Monday, April 5, 2010

Generations in Agony...Texas: Chapter Two

2) North end of the Onyx range…


If he owned a more vivid imagination, Carlton Speck might have thought himself the last cowboy on the planet. He had not seen a soul in over six weeks. Not many hands working the Onyx spread wanted much to do with this section, and, truth be known, Carl preferred it that way. He was not a people person.

Walking Cleopatra, his eight-year-old Palomino cutter, along one of the miles of fence line that he had helped erect decades before, he felt agitated that he had to go back to headquarters to find out where the six hundred head of beef needed to go: rail-head or truck-yard.

Over the years, being around people had become more and more disagreeable. His stomach churned just having to talk to most folks and exchanging pleasantries was a pastime he would just as soon avoid the way he would a coiled rattler.

Cleo snickered when they neared the pickup and trailer rig. For reasons Carl could never understand, she liked riding down the highway in the trailer, her head hanging out the side window. He could swear that she smiled at him in the side-view mirror. He liked to joke with himself that if she were any good in bed, he would have it made.

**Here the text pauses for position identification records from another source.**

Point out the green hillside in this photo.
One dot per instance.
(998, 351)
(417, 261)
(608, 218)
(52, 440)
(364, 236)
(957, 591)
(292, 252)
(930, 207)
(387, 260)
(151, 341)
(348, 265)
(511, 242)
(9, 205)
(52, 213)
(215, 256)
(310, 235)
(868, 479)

“Okay, darlin’, we’ll get you in there quick enough.” The horse did not talk back, which Carl appreciated most about Cleo.

There were salt stains under the saddle blanket when Carl pulled it off her back. He emptied a water jug into her bucket and let Cleo guzzle as he brushed her down, then led her up the drop ramp. She was so familiar with the process that it had begun to seem to Carl as if Cleo took inventory of her trailer: she glanced from side to side and sniffed the grain trough on the front bulkhead, finally sticking her chin over it to munch on the sweet oats she loved.

After closing her in, Carl walked around the side and reached in the window to pat her on the neck once more before they started rolling. “Alright, girl, we’re gonna go back in amongst ‘em. Maybe you’ll see that gelding you’re so fond of, if we stay that long.”

He popped the hood and reconnected the battery cable, then climbed into the hot cab. The truck started up fine, but was running rough, like it did not want to hold idle.

It was a 1955 model Chevy that he had bought new, and had no intention of replacing. Now, though, it looked as if he would have to spend a little cash on it, a thought that galled Carl. “Sum’bitch…”

Getting a truck tuned up might take the better part of a day, maybe two, knowing how Morgansen did things. For a moment, he thought about taking it up to Sonora, but he knew nothing about the reliability of any mechanic up that way; besides, it was too damned far to chance running with a bad idle. If the truck were his horse, he would already be walking, leading the wounded animal as long as it took to get there. “Sum’bitch…” He muttered to the windshield, then put it in gear and started bumping across the prairie, headed for the dirt service road nineteen miles away.